Look und Feel sind heutzutage in einigen Formaten nahezu perfekt. Aber inhaltlich wird das Ganze immer fragwürdiger. Professioneller wird es sicher nicht, wenn nur noch Moderationsmaschinen zum Einsatz kommen. Ob ein Marco Schreyl oder ein Stefan Gödde moderiert – ich kann und will die nicht auseinanderhalten. Die haben die gleiche Frisur, die grinsen gleich, die stehen gleich und haben den gleichen Anzug an. Würde ich die parodieren – ich sähe beide Male gleich aus. Wie schön war da ein Achim Menzel, den man sofort kannte und wusste, dass man über den lachen kann. Man hat heute keine Reibungspunkte mehr, die sind alle gleich eklig.

Da können Sie ja nur hoffen, dass das ZDF für Thomas Gottschalk einen unverwechselbaren Nachfolger bei "Wetten, dass...?" findet?

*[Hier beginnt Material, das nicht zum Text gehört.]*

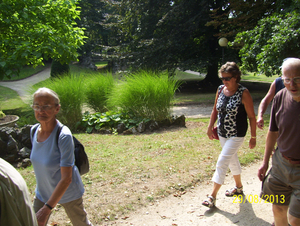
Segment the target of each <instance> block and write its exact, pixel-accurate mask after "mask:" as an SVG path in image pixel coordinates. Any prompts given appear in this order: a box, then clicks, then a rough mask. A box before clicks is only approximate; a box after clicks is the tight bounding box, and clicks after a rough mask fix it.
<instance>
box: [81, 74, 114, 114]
mask: <svg viewBox="0 0 300 226" xmlns="http://www.w3.org/2000/svg"><path fill="white" fill-rule="evenodd" d="M113 86H114V78H113V76H112V75H111V74H107V75H102V74H99V73H95V74H92V75H90V76H89V78H88V81H87V82H86V88H85V96H86V103H87V105H88V107H90V108H92V109H93V110H94V111H95V112H105V111H108V108H107V103H106V102H107V99H108V95H109V93H110V92H111V90H112V88H113Z"/></svg>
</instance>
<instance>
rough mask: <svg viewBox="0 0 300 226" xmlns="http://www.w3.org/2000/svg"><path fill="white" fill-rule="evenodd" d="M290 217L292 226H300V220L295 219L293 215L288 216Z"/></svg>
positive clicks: (289, 214) (289, 220)
mask: <svg viewBox="0 0 300 226" xmlns="http://www.w3.org/2000/svg"><path fill="white" fill-rule="evenodd" d="M288 217H289V222H290V224H291V225H292V226H300V218H298V217H294V216H292V215H290V214H289V215H288Z"/></svg>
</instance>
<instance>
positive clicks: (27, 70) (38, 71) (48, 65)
mask: <svg viewBox="0 0 300 226" xmlns="http://www.w3.org/2000/svg"><path fill="white" fill-rule="evenodd" d="M48 66H49V63H46V64H45V66H42V65H40V66H37V67H35V68H34V67H32V66H24V67H23V68H22V69H21V71H20V73H19V74H18V75H14V76H10V77H8V76H4V78H3V81H14V80H20V79H23V78H27V77H29V76H31V75H33V74H36V73H38V72H40V71H42V70H44V69H45V68H46V67H48Z"/></svg>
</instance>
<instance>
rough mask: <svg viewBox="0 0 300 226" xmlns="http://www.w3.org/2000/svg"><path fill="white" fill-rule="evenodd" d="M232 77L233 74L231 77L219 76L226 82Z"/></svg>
mask: <svg viewBox="0 0 300 226" xmlns="http://www.w3.org/2000/svg"><path fill="white" fill-rule="evenodd" d="M232 78H233V76H231V77H221V78H220V79H221V80H222V81H226V82H228V81H230V79H232Z"/></svg>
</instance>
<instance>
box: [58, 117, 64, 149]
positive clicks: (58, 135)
mask: <svg viewBox="0 0 300 226" xmlns="http://www.w3.org/2000/svg"><path fill="white" fill-rule="evenodd" d="M57 125H58V128H57V132H56V144H57V147H58V139H59V134H60V132H61V130H62V128H63V126H64V125H62V126H61V125H60V124H59V123H57Z"/></svg>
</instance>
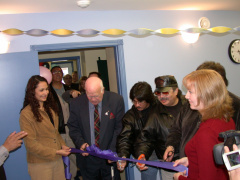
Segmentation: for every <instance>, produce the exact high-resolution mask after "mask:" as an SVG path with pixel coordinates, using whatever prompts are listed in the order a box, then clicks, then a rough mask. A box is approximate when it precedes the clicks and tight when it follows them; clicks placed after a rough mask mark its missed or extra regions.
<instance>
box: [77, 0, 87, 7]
mask: <svg viewBox="0 0 240 180" xmlns="http://www.w3.org/2000/svg"><path fill="white" fill-rule="evenodd" d="M89 4H90V0H78V1H77V5H78V6H80V7H81V8H86V7H88V6H89Z"/></svg>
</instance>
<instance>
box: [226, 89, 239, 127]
mask: <svg viewBox="0 0 240 180" xmlns="http://www.w3.org/2000/svg"><path fill="white" fill-rule="evenodd" d="M228 92H229V91H228ZM229 96H230V97H231V98H232V99H233V109H234V114H233V120H234V122H235V124H236V130H240V98H239V97H238V96H236V95H235V94H233V93H231V92H229Z"/></svg>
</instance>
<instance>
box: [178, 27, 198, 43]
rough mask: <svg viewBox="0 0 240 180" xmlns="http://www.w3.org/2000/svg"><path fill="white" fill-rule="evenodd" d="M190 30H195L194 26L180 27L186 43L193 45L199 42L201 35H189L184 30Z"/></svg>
mask: <svg viewBox="0 0 240 180" xmlns="http://www.w3.org/2000/svg"><path fill="white" fill-rule="evenodd" d="M188 28H193V26H191V25H183V26H181V27H180V30H181V35H182V38H183V40H184V41H185V42H186V43H189V44H193V43H195V42H197V40H198V38H199V35H200V33H189V32H186V31H184V30H186V29H188Z"/></svg>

Das wird noch ewig dauern, bis die sich entschieden haben und die Moderatoren vorher noch dreimal abgesagt haben. Das ZDF hat vielmehr das Problem, dass die Sendung neu überdacht werden muss. Einfach den Moderator auszutauschen reicht nicht – "Wetten, dass..?" ist an der Zeit vorbei, konzipiert für das TV-Verhalten der 80er Jahre. Jede Sendung ist vorhersehbar und per Liste abzuhaken: Da kommt ein Sportler, dann ein ZDF-Schauspieler, ein US-Schauspieler und dann einer der lustig sein soll. Bei der Musik läuft ein 80er- Hit, einmal modern, einmal Musical – zack, zack, zack. Und dazwischen Thomas Gottschalk, der nicht weiß, wer da überhaupt neben ihm sitzt. Das ist echt mühsam! Die letzte Folge habe ich nebenher beim Arbeiten geguckt – hinter mir hat meine Familie das ebenso langweilige "DSDS"-Finale auf RTL angesehen. So habe ich zwischen zwei furchtbaren Sendungen festgesteckt. Das war echt gruselig.

Was schauen Sie denn privat gerne?

Ich schalte gerne ab. Ich nutze das Fernsehgerät als Abspielgerät für DVDs und alles, womit ich mir das Programm selbst basteln kann. Die Lieblosigkeit, wie heute die Programme zusammengestellt werden, verärgert mich und nimmt mir jeden Spaß. Selbst gute Serien leiden, wenn sie in der Endlosschleife ohne erkennbaren Anfang und völlig durcheinander gesendet werden. Das ist den Verantwortlichen aber vollkommen egal! Das Programm möchte man denen um die Ohren hauen! Dazu liebe ich Fernsehen zu sehr, als dass ich mich darüber nicht ärgern müsste. Qualitativ gute Produktionen, vor allem aus dem Serienbereich, kommen fast ausschließlich aus den USA und Großbritannien. Klar, da ist auch Murks dabei. Aber warum macht man bei uns nur die schlechten?

Welche Serien mögen Sie?

Ich gucke gerade zum zweiten Mal "24". Aber auch neue wie "True Blood", "Mad Men", Breaking Bad". Aber das läuft nur im Pay-TV, heimlich nachts oder auf Nischensendern wie ZDFneo. Da denke ich immer, das müsste eigentlich auf dem regulären ZDF laufen – und das andere Zeug im Spartenkanal. Man muss für gutes Fernsehen entweder im Untergrund leben und illegal die Serien irgendwo herunterladen oder aber als Mitglied der Elite DVDs kaufen und Pay-TV abonnieren. Aber die Mittelschicht bleibt außen vor. Der ehrliche Zuschauer wird vom Fernsehen nur noch verarscht.

Sind Sie selbst Sky-Abonnent?

Zurzeit leider nicht. Ich habe auch so viele Jahre bei Premiere gearbeitet und nie ein Abo umsonst bezogen. Erst zur 100. Folge bekam ich ein Ein-Jahres-Abo geschenkt. Das erlosch pünktlich nach einem Jahr. Lange war ich dann Kunde, habe aber gekündigt, weil ich ohnehin alles auf DVD hatte. Aber man hat mir jetzt versprochen, dass ich Mitglied der Ehrenloge werde. Blöd, dass es nun herauskommt: Ich habe jahrelang nur für Premiere gearbeitet, um jetzt endlich bei Sky mein Abo zu bekommen (lacht).